Owen proposes a 3-branch model of human cognition. Figuration, he proposes, is the process of recognition (of distinct, things, beings, relationships, qualities and processes) that derives its produce from COLLECTIVE REPRESENTATIONS. These are names, models, concepts and verbal tags for differentiable aspects of our perception. Alpha-Thinking is thinking in and about the representations and their relations to and with each other. Beta-Thinking is reflecting on the activities of the mind (as we are doing here). Particularly thinking about cognition in general, or mental activities.

He proposes something called Original Participation (by which he means the experience of ancients and ‘primitives’ prior to the domination of alpha-thinking). OP is natural to children and indigenous cultures and rather than being animistic (as our modern alpha-thinking supposes) is synthetic wholism.

The primary purpose of alpha-thinking today is to evict participation, and imagine a world without it, in which all events and identities are seen as existing separately and without participation. This is the goal, for example, of science.

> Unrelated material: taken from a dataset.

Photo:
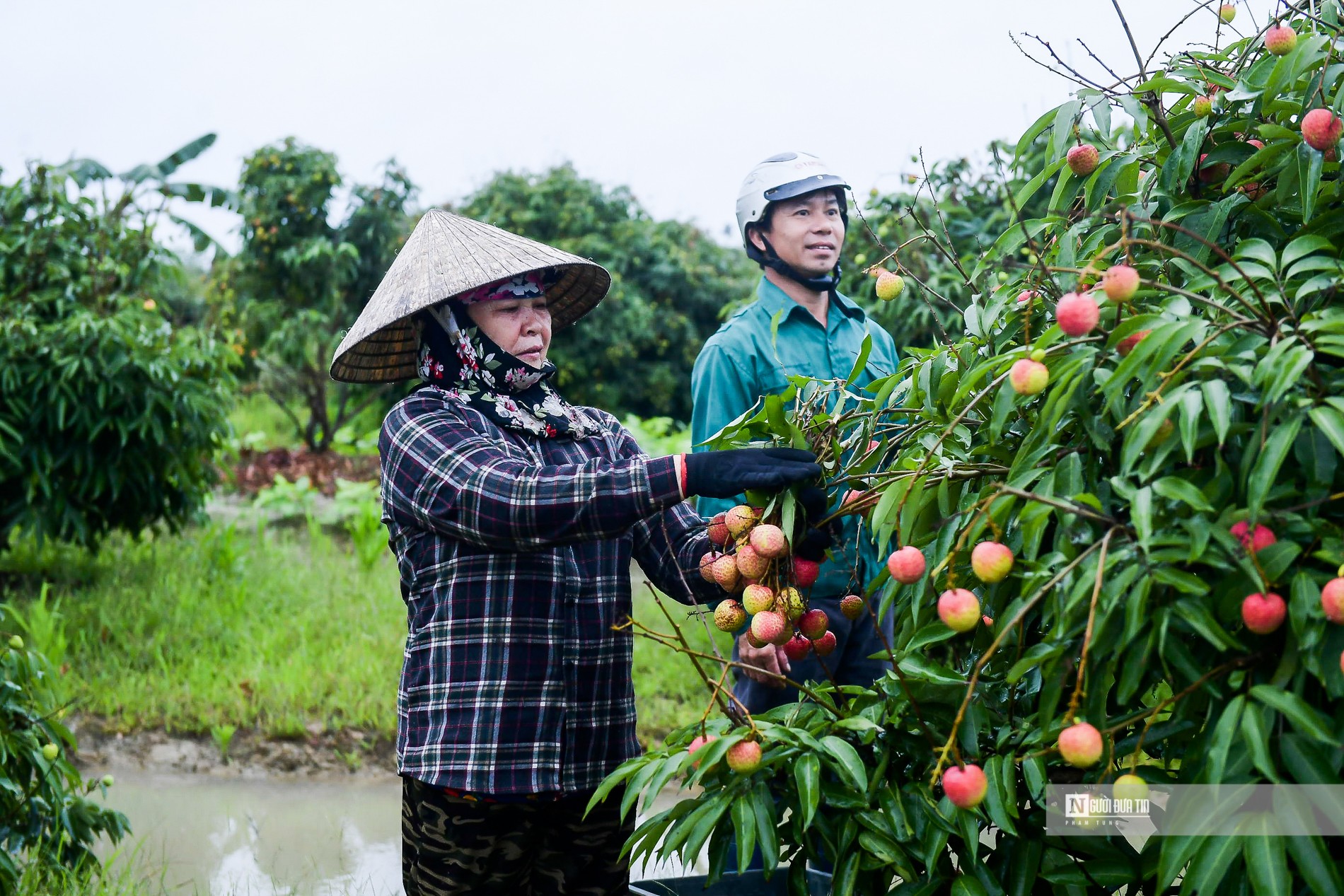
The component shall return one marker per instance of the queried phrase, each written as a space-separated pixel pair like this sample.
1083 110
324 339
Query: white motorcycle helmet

And it struck me as I watched the floating fluff, and its shadow, that what we are taught to do with our minds in modern societies ( rationality – literally – fractioning ) has as its goal the total eviction of participation from thought and imagination. And this, I think is the problem in Genesis. The possibility of departing from original participation ( natural for all organisms, but especially animals ), into dead representations. This is what is meant, I suspect, by the divine being’s admonition to refrain from eating of ‘the tree in the midst of the garden’ ( in Hebrew, midst is derived from TAVEK, which means ‘to put apart’ or ‘to divide’. I.e. our umblicus, where we were separated from our mother) because ‘it is death’. And it is, similarly, what is meant, when, in conversation with the Serpent (i.e. one who divides the earth merely by existing or passing over it) when it claims ‘you will not actually die’.

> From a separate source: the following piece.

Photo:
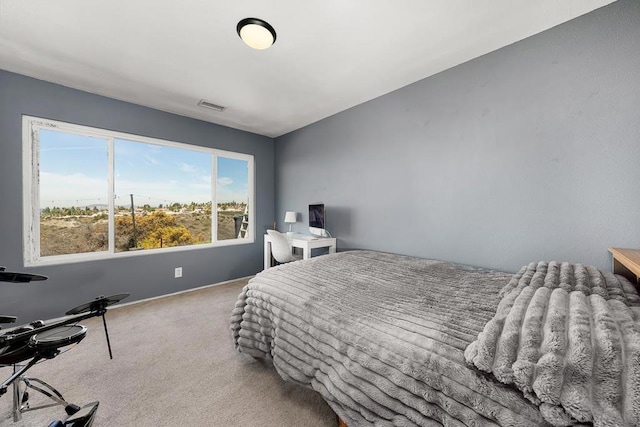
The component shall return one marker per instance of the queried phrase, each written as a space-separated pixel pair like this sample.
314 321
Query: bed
391 340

As I watched the fluff approach and, finally, unify with its shadow, I realized that our alpha-thinking is dead inside. It is the shadow of knowledge-as-intimacy-in-relation, that becomes the uninhabitable abstractions that derive their power over us from both popularity ( thus the ‘collective’ in collective representations) and their apparent utility ( utilization rather than relation is the driving motive in our collective representations).

And I thought: our collective representations are lethal, as in both deadly ( to our interiority ) and evictive ( there’s no place in them for beings-in-relation). And so both things are true. They are deadly, but do not kill our bodies immediately. Rather, they crush the imagination, the heart, the soul, and the spirit.